Allah menciptakan siang dan
malam, menciptakan matahari dan bulan, menciptakan air dan api, menciptakan
manusia, menciptakan beraneka macam tumbuhan, dan berbagai jenis hewan, serta
menyatukan semua ciptaan-Nya itu di tempat bernama bumi. Di bumi, mereka hidup
berdampingan, saling berinteraksi, saling mengambil manfaat, menjalankan
perannya masing-masing. Namun, keberagaman ini tidak serta merta akan selaras
jika tidak ada kesesuaian di antara sekian jenis makhluk tersebut. Karena
setiap makhluk punya kewajiban yang harus ia laksanakan untuk dirinya sendiri,
serta hak yang harus ia tunaikan untuk makhluk lain yang ada di sekitarnya.
Dengan bertanggung jawab atas peran masing-masing maka akan lahirlah bumi yang
damai.
Pundemikian dengan manusia,
Allah menciptakan manusia dengan berbagai suku, bangsa, dan bahasa. Menciptakan
manusia dengan sifat dan karakter yang beranekaragam, menciptakan manusia
dengan kelebihan dan keahliannya masing-masing. Itu semua agar manusia hidup di
muka bumi ini saling mengenal, saling melengkapi satu sama lain, sehingga dari
keberagaman tersebut lahirlah sebuah peradaban.
Keberagaman, kata itulah yang
selalu kita dapati dalam keseharian, mulai dari keberagaman makhluk,
keberagaman bidang ilmu, keberagaman karakter, serta keberagaman persepsi.

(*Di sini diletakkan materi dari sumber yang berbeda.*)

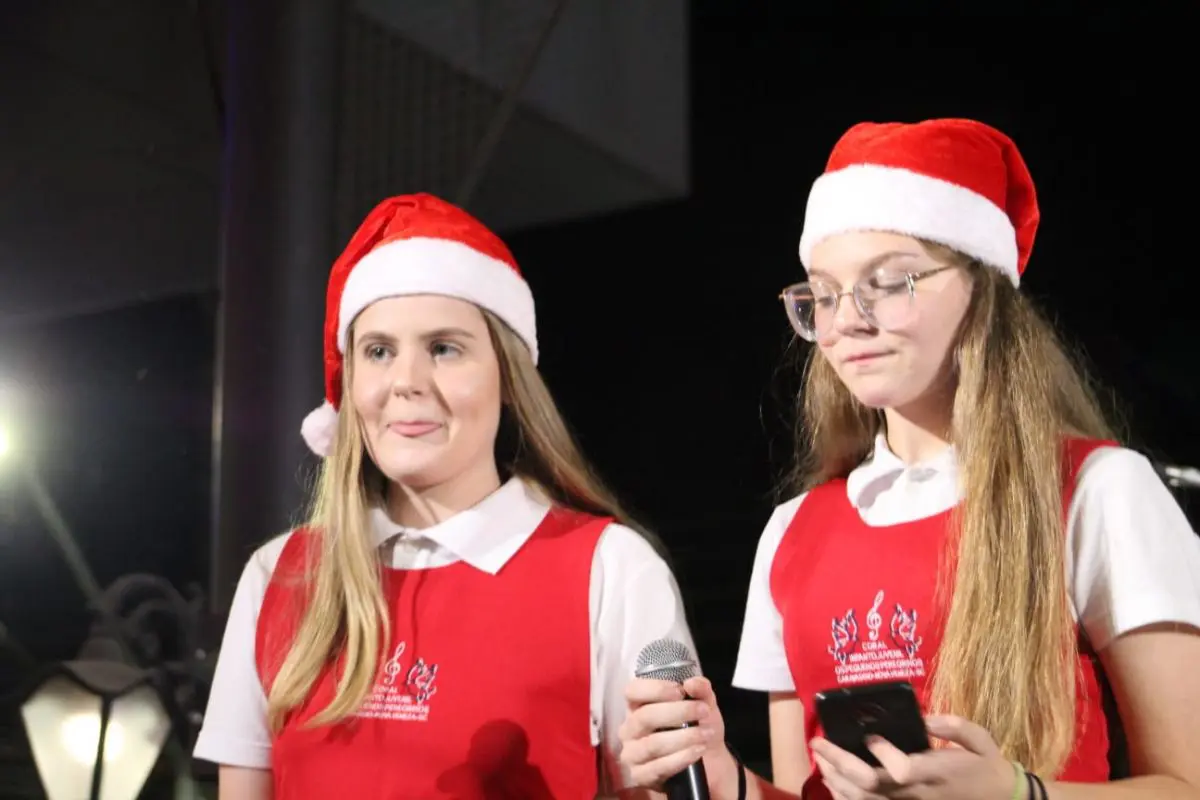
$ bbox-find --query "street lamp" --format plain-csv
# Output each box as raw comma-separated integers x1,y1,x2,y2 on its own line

Hingga jika kita membuka buku-buku fiqih akan kita dapati keberagaman pendapat
di antara para ulama dalam menentukan hukum dari sebuah masalah furu’.
Sebenarnya, kebergaman pendapat
dalam masalah furu’ telah ada sejak zaman Rasulullah saw, seperti dalam doa
iftitah, ruku’, sujud, dan lainnya. Yang kemudian keberagaman itu kian
bertambah ketika Rasulullah saw telah tiada. Dari keberagaman pendapat itulah
lahir beberapa madzhab, dan di antara madzhab yang terkenal dan sampai kepada
kita sekarang adalah Madzhab Hanafi, Maliki,Syafi’i, dan Hambali.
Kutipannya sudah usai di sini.